Un ouvrage illustré qui explore les liens entre mode et cinéma à travers plus de quarante portraits d'actrices qui demeurent, aujourd'hui encore, des modèles d'élégance.

« Le glamour c’est mon fonds de commerce », avait coutume de dire Marlene Dietrich. Celle qui portait les créations de Christian Dior dans Le Grand Alibi d’Alfred Hitchcock en 1950, et qui achetait régulièrement des cravates Hermès, mettait alors le doigt sur le lien intrinsèquement commercial qui unit la mode et le cinéma. Il fut un temps en effet où la robe de l’actrice suffisait à caractériser la tonalité d’un film et à cristalliser l’image de son succès – tout en assurant la réputation de son créateur.
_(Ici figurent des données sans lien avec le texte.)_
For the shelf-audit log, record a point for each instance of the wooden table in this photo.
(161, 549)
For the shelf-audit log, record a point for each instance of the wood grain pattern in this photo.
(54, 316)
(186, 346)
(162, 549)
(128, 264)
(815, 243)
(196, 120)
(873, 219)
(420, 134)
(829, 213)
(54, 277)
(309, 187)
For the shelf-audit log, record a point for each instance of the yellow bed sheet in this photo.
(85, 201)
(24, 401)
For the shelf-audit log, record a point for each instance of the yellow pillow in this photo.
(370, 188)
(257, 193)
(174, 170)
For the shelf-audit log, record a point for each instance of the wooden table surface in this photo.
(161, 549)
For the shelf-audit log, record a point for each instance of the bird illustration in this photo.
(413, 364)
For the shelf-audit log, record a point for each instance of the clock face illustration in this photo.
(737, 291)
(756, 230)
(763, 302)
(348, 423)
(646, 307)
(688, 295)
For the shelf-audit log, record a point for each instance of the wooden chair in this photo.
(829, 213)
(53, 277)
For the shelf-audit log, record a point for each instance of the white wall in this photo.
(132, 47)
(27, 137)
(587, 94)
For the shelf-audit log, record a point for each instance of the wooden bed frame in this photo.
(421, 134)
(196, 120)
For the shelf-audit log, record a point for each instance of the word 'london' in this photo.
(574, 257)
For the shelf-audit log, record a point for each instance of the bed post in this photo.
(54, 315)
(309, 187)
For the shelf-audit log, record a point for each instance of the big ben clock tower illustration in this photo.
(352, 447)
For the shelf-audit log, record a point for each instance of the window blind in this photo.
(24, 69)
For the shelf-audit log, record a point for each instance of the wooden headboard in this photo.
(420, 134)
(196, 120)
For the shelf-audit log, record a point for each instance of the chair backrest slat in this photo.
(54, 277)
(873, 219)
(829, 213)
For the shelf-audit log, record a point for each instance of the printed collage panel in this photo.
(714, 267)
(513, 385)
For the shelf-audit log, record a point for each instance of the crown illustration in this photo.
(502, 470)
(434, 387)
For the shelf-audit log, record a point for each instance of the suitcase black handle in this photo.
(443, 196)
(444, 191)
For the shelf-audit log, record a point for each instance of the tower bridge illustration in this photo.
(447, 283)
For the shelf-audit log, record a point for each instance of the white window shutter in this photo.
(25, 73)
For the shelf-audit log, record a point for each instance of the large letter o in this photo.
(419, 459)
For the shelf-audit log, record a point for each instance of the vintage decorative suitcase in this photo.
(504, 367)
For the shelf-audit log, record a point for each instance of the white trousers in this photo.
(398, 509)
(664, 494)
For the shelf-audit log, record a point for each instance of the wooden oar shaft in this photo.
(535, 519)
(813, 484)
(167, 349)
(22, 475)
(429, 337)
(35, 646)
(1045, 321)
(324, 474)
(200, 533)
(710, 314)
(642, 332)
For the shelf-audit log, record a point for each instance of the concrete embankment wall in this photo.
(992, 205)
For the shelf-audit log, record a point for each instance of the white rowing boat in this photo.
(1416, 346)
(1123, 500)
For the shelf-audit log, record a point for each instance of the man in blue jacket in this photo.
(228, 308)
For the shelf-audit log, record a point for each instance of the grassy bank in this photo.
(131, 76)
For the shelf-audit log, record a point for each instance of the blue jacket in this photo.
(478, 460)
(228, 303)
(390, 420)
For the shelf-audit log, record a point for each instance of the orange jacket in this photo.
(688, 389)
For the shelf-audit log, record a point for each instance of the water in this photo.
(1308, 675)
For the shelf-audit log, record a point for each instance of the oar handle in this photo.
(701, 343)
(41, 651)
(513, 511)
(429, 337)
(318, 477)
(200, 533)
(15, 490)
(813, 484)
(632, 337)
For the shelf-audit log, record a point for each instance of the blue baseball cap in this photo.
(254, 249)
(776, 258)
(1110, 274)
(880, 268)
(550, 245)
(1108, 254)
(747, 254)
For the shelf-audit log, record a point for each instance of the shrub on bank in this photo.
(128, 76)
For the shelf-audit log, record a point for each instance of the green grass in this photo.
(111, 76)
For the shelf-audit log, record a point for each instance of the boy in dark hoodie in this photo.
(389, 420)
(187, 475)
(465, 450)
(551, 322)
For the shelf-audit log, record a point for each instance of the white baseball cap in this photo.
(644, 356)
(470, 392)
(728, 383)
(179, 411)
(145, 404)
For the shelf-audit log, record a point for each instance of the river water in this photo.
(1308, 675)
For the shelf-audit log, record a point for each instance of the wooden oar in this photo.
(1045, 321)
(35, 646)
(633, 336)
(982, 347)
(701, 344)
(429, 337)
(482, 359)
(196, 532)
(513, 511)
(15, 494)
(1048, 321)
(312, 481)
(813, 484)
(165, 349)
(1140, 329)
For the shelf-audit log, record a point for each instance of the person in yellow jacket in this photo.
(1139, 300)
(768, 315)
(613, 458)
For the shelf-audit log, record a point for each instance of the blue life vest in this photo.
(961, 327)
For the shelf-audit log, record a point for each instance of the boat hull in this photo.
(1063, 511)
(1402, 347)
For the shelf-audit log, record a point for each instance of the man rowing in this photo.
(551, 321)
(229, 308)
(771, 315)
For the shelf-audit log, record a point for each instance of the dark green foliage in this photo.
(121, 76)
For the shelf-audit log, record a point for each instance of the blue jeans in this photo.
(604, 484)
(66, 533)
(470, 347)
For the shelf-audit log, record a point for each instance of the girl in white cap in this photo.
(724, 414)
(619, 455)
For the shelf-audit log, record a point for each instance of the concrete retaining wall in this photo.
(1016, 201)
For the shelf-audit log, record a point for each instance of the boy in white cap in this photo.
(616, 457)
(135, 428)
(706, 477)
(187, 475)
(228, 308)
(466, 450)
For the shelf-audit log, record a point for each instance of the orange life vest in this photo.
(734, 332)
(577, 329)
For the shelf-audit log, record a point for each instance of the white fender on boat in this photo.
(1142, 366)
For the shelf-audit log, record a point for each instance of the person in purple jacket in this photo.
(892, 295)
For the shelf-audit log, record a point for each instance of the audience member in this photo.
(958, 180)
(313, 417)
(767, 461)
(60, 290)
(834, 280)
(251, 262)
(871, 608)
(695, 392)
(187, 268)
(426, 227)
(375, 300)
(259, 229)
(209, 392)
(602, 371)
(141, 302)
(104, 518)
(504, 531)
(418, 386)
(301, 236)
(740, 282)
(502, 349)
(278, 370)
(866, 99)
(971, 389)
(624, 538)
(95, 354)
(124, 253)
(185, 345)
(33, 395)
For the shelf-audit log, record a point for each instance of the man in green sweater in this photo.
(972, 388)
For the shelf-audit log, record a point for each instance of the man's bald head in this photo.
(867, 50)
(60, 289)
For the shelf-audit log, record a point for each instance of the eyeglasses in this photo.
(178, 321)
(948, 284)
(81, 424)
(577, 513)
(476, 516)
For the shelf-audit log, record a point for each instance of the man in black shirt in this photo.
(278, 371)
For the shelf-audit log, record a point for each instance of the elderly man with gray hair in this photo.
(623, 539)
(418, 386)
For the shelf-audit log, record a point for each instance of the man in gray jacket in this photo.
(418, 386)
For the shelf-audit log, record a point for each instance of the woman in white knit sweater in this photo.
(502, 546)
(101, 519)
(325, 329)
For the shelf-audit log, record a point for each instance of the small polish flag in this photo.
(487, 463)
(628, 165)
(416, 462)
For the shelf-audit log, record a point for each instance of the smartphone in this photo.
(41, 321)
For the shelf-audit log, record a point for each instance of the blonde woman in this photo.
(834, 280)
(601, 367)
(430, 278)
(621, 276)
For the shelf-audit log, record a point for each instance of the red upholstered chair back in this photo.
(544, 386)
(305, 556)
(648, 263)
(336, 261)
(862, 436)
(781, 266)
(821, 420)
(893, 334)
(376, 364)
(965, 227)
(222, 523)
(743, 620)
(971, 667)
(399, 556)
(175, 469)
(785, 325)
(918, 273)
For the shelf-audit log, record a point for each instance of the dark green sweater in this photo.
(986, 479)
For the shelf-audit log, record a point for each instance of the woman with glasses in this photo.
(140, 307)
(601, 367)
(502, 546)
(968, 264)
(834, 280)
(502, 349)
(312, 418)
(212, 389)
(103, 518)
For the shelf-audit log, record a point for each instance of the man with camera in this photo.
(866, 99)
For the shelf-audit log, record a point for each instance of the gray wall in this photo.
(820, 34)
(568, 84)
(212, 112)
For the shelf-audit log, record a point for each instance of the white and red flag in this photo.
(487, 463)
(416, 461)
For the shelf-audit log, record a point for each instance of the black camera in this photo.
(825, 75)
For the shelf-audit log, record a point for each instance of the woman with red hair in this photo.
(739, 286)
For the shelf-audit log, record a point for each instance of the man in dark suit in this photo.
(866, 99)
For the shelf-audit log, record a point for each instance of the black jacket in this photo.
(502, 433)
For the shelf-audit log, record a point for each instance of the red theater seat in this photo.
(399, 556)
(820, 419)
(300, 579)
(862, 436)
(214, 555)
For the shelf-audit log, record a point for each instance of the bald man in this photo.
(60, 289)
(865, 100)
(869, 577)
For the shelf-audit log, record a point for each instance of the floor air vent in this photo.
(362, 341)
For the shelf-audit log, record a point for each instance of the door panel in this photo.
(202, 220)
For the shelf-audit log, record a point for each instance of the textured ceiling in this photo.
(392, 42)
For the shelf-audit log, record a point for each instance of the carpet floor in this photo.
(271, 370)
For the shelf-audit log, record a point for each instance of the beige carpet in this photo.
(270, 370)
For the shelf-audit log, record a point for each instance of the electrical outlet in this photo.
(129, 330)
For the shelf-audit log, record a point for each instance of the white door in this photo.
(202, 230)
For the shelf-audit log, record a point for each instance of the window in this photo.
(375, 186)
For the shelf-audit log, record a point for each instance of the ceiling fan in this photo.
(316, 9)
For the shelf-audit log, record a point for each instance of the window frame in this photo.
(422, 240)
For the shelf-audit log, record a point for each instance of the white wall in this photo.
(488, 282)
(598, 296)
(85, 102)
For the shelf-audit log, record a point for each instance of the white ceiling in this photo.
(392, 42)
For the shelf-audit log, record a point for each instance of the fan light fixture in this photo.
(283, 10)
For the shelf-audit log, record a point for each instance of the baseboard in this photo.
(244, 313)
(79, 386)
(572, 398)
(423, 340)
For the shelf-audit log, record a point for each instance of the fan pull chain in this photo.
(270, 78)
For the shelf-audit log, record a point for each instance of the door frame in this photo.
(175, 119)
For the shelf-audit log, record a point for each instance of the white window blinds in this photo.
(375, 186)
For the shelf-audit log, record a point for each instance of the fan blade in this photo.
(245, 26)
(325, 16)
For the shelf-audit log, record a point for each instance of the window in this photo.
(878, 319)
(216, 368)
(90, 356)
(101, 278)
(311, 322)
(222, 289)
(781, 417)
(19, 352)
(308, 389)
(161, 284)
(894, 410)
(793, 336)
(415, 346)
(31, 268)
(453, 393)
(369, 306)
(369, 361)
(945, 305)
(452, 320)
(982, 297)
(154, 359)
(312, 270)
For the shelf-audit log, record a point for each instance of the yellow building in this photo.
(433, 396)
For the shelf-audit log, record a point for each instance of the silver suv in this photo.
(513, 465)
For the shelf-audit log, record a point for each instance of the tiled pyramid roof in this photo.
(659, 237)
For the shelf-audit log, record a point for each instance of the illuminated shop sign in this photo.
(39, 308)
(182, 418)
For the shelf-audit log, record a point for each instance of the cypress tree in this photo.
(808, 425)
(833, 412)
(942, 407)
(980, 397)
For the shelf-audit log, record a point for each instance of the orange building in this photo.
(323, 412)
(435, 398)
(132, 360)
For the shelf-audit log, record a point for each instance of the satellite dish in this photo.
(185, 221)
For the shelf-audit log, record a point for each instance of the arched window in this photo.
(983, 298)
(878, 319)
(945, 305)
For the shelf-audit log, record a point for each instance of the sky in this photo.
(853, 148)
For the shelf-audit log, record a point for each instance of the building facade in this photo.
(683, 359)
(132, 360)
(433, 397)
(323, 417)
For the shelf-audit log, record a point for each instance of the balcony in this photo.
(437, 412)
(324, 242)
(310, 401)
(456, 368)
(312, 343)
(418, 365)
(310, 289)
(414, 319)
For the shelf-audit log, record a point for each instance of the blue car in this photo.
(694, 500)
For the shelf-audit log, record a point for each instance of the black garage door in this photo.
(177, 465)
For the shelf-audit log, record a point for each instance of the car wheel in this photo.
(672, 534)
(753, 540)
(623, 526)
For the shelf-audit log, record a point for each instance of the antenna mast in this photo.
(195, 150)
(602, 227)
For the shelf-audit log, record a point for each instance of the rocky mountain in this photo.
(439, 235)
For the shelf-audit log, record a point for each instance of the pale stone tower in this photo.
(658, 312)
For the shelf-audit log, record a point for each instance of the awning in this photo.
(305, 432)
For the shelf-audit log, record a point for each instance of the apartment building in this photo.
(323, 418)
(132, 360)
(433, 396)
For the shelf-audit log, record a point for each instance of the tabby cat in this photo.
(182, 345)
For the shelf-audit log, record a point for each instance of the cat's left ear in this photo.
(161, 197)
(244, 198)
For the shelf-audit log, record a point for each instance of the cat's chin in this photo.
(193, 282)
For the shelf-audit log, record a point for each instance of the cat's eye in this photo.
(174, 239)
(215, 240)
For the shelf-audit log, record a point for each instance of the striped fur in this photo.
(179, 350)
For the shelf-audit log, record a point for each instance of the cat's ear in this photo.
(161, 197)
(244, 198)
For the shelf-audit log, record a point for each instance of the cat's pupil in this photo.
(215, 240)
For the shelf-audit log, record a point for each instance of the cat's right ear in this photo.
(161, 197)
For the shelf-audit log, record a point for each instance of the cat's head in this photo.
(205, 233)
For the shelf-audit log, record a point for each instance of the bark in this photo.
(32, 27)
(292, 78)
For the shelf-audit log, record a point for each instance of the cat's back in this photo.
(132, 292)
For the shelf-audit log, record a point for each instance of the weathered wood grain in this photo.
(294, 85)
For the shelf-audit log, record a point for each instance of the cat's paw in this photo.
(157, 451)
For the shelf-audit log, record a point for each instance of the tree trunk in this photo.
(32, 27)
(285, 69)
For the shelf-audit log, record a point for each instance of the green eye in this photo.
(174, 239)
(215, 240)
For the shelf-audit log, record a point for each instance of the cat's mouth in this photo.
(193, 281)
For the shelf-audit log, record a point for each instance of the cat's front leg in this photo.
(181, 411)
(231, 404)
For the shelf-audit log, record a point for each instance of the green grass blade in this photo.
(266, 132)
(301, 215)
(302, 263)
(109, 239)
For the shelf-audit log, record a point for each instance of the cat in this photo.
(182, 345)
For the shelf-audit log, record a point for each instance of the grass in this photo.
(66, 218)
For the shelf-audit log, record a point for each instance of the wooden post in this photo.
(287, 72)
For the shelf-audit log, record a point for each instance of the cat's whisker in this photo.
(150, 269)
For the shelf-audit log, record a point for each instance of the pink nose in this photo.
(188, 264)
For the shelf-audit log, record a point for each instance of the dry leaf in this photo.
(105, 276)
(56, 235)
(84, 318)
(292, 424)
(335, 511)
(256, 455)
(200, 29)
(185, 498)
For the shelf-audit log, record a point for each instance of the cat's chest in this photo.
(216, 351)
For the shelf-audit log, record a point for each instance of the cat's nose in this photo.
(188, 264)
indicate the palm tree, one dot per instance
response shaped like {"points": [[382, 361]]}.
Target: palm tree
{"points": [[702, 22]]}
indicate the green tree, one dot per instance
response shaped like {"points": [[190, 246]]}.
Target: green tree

Que l’on pense à l’immense robe de Rita Hayworth dans Gilda de Charles Vidor, aux tenues impeccables de Grace Kelly dans Fenêtre sur cour, ou à la ligne mutine d’Audrey Hepburn dans Diamants sur canapé : ces silhouettes sont désormais les icônes des films qui les (re)présentent.

Mais aujourd’hui, à mesure qu’elle a envahi les tapis rouges et les spots publicitaires, la mode aurait-elle tourné le dos aux écrans de cinéma ? Plus proches des spectateurs, moins guindés, les films contemporains exposent de plus en plus discrètement les créations de couturiers et toute grande actrice cherche à briller dans des films moins directement glamours qu’autrefois. Le cinéma, cependant, n’en reste pas moins une formidable machine à créer du désir – et les actrices, des vecteurs de diffusion de tendances. A travers un très large panorama cinématographique (46 portraits d’actrices), Véronique Le Bris propose en creux, dans Fashion and Cinema, l’histoire d’un regard porté sur la féminité, où les femmes peuvent être « fatales » (Lauren Bacall dans Le Port de l’angoisse), d’un chic assumé (Romy Schneider dans La Piscine) ou libérées (Jane Birkin dans Don Juan 73).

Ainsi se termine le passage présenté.